When a large American drug company announces that its genetically engineered vaccine was found one-hundred percent effective in preventing cervical cancer, people are bound to take notice. Especially when the study included more than ten-thousand sexually active young women.

After all, cancer of the cervix is the second-most-common cancer in women, with seventeen-thousand new cases each year.

In the final-stage study of the vaccine, called Gardasil, researchers found it blocks infection with two types of human papilloma [papp-ih-lo-mah] virus, or H-P-V. These sexually transmitted viruses together account for about seventy percent of cervical cancers.

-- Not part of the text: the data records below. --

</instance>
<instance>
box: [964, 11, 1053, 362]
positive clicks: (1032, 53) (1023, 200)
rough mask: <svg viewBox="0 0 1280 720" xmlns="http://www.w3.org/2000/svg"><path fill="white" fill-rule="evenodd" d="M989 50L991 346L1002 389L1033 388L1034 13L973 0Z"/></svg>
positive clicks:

Women who participated in the Gardasil study were all sixteen to twenty-six years old and virus-free. Half got three doses of the vaccine over six months, and half got dummy shots. Among those still virus-free after the six months, none who received the vaccine developed cervical cancer over a two-year follow-up period. This compares with twenty-one who got dummy shots. Scientists say this difference was unlikely due to chance alone.

A second analysis involving five-thousand-plus women showed that just one participant developed cervical cancer after receiving the vaccine treatment.

Both studies were funded by Merck and Company. Reporting at a recent meeting of the Infectious Diseases Society of America, the scientists said the key is getting women, teens and even girls in grammar school to take the vaccine before they become sexually active.

Merck plans to seek F-D-A approval to sell its vaccine for use by girls and young women sometime in 2006.